Il Comitato Olimpico del Qatar ha preso, qualche giorno fa, una decisione che cambierà la storia di questo Paese: far partecipare alle prossime Olimpiadi estive di Londra due atlete in due diverse discipline sportive, la nuotatrice Nada Arkaji e la sprinter Noor al-Maliki.

Le due sportive si sono già distinte in altre grandi competizioni come per al-Maliki che è stata vincitrice di due medaglie d’oro ai Giochi arabi e per questo eletta atleta dell’anno nel suo Paese.

E forse queste atlete non rimarranno le sole. Il Segretario Generale del Comitato, lo sceicco Saoud bin Abdulrahman, ha dichiarato che la rappresentativa potrà accrescere, fino a luglio prossimo, di altre due atlete arrivando così ad un totale di quattro donne, durante una conferenza stampa in cui si è parlato del dossier della candidatura di Doha a sede dei Giochi del 2020. Le atlete del Qatar avevano già avuto la loro “vittoria” nel 2010 quando sono riuscite a partecipare in più di 50 ai Giochi Asiatici e poter quindi formare una vera squadra ed allenarsi per poter sperare nelle Olimpiadi.

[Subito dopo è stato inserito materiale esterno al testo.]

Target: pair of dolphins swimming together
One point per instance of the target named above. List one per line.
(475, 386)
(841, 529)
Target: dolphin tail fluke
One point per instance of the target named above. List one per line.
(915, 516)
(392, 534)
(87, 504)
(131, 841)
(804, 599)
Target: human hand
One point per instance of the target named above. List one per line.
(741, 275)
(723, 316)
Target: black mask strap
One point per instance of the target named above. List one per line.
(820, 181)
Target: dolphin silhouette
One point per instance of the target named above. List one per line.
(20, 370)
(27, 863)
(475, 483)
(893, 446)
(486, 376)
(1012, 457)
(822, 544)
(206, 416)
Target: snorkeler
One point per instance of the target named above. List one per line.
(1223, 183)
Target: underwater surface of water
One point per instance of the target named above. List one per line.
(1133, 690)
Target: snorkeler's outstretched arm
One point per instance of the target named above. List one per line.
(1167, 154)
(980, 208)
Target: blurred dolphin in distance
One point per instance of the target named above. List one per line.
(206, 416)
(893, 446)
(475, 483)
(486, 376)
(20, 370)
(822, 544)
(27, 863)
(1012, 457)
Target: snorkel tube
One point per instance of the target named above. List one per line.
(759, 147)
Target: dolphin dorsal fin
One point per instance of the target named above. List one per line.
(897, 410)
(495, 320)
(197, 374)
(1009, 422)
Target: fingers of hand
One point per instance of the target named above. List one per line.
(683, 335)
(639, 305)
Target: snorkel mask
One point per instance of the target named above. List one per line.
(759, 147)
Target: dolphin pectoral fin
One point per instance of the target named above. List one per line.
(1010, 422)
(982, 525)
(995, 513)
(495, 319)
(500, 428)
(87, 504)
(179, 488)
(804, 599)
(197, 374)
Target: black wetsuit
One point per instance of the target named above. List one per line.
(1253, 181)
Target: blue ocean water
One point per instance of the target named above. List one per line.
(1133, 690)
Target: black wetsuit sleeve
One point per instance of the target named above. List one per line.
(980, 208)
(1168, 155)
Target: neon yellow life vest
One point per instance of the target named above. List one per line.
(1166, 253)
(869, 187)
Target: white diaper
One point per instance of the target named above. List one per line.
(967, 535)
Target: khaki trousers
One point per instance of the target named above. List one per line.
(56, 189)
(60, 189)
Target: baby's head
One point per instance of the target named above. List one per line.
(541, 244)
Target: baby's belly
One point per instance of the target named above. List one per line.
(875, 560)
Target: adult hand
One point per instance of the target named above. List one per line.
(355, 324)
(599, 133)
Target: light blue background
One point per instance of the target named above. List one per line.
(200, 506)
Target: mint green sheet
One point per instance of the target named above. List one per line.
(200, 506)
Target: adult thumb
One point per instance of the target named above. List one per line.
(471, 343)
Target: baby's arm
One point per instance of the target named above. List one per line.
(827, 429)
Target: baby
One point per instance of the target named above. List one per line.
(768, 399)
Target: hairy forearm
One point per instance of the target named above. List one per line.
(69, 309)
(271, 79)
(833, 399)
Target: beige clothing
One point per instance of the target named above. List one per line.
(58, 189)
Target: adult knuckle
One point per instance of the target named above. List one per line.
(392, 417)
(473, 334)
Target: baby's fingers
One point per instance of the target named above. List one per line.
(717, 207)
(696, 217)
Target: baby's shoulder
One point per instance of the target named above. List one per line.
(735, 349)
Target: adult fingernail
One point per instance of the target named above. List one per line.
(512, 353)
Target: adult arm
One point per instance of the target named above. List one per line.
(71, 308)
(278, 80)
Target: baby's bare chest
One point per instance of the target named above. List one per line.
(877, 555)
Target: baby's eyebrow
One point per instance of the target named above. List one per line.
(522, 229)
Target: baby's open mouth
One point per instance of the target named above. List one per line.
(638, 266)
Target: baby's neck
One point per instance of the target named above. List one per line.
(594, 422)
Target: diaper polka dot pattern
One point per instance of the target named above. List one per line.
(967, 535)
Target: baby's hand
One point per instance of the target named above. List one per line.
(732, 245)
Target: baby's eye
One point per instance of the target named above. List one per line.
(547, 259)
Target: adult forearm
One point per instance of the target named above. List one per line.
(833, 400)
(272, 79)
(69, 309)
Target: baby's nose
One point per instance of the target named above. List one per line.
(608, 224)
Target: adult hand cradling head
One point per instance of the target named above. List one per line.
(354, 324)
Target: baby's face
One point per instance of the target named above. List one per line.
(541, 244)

Una svolta per questo Paese, che insieme al Brunei e all’Arabia Saudita, sono sempre stati contrari per religione e tradizione culturale a far partecipare le donne alle Olimpiadi, limitando le loro prestazioni sportive.

Se per il Brunei la difficoltà di far entrare nella squadra olimpica delle donne è dipeso anche dalla scarsa popolazione presente in questo Stato (solo 400 mila abitanti), per l’Arabia Saudita, terra d’origine di Maometto, più conservatrice e maschilista, inizia a vedersi qualche spiraglio di luce.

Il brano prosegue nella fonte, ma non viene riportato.